NPOs find it almost impossible to escape the reliance on donor-based funding to deliver services that are of the same or higher standard than government. The implication is that DSD assumes and expects NPOs to have the capacity and capability to raise the balance of funds from other sources, such as donor organisations, trusts, foundations and corporations. In November 2017, DSD presented to a parliamentary portfolio committee on social development funding of welfare services and acknowledge, in its own words, the gross underfunding of the welfare services and the funding of the welfare NPO sector.
This model results in a permanent state of uncertainty and risk for NPOs, despite the fact that these organisations service the very people – our society’s most vulnerable members – that are arguably in the greatest need of financial and non-financial stability.
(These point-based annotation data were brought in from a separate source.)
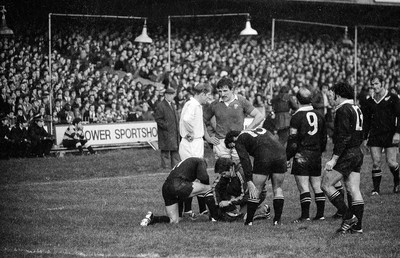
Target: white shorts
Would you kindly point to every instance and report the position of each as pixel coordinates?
(194, 148)
(221, 151)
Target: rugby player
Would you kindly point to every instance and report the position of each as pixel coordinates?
(347, 160)
(382, 131)
(307, 140)
(180, 185)
(230, 190)
(269, 161)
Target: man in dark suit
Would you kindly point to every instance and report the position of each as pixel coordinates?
(168, 129)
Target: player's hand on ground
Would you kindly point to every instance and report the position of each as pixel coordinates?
(214, 140)
(189, 137)
(364, 147)
(253, 192)
(330, 164)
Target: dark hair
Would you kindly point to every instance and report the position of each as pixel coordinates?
(304, 96)
(202, 88)
(377, 76)
(225, 82)
(344, 90)
(223, 164)
(229, 137)
(76, 121)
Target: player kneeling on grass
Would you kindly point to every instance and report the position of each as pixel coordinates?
(230, 190)
(180, 185)
(347, 160)
(307, 141)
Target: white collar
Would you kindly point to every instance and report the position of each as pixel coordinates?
(235, 97)
(348, 101)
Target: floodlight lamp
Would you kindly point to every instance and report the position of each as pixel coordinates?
(248, 30)
(144, 38)
(346, 41)
(4, 30)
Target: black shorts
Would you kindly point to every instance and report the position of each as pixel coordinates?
(383, 140)
(175, 190)
(307, 163)
(350, 161)
(271, 167)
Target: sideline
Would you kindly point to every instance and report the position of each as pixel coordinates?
(87, 180)
(76, 253)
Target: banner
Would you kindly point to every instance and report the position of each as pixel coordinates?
(114, 133)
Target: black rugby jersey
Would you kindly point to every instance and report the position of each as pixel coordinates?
(348, 131)
(191, 169)
(260, 144)
(307, 132)
(381, 117)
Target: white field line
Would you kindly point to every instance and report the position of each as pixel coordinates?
(76, 253)
(89, 180)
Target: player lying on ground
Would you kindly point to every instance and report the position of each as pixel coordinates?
(180, 185)
(230, 191)
(269, 162)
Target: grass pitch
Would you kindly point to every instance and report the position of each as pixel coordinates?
(91, 206)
An assessment of the annual financial statements of 24 welfare partners in the Tshikululu network over the past three financial years was undertaken. It revealed that 65% of partners had a surplus in 2015/16, which fell to 52% in both 2016/17 and 2017/18. This reduced further to 43% in 2018/19. Nineteen organisations experienced a deficit at some point in the period. Nine organisations (38% of the sample) had a deficit for at least one of these financial years, while a further 10 organisations reflected a deficit for more than one financial year. In other words, nearly 80% of the sample had at least one deficit during the period under review.
- Perhaps now, more than ever, it is necessary to explore and experiment with alternative funding mechanisms to complement grant funding. This includes finding alternative income streams through charging for services to the private sector, renting of assets such as offices/equipment and/or providing training. We do recognise the risk of this approach pulling NPOs away from their core mission and expertise as they search for new sustainability strategies, but we believe it is a worthwhile risk to take if a structured and disciplined process is followed.
- Financial spend must be coupled with investments in capacity-building. Change is difficult, and NPOs are continually challenged to go beyond their core skill set to stretch resources. Capacity-building can include, amongst other things, improved recruitment and retention strategies; investment in stronger policies and procedures; automation and digitisation; operations management; and other activities to improve efficiency and effectiveness.
- There is a need to increase the number of social investors who are willing to spend on social welfare and care work. To increase the number of investors, it is important to increase the attractiveness of investing in the welfare space. Welfare isn’t the most alluring sector for investment, but it is undoubtedly one of the most critical to protecting society’s most vulnerable.
- Finally, we recognise the importance of a strong board. With the relevant skills, expertise and experience to support welfare sector NPOs, walking the difficult journey towards stability and sustainability becomes easier.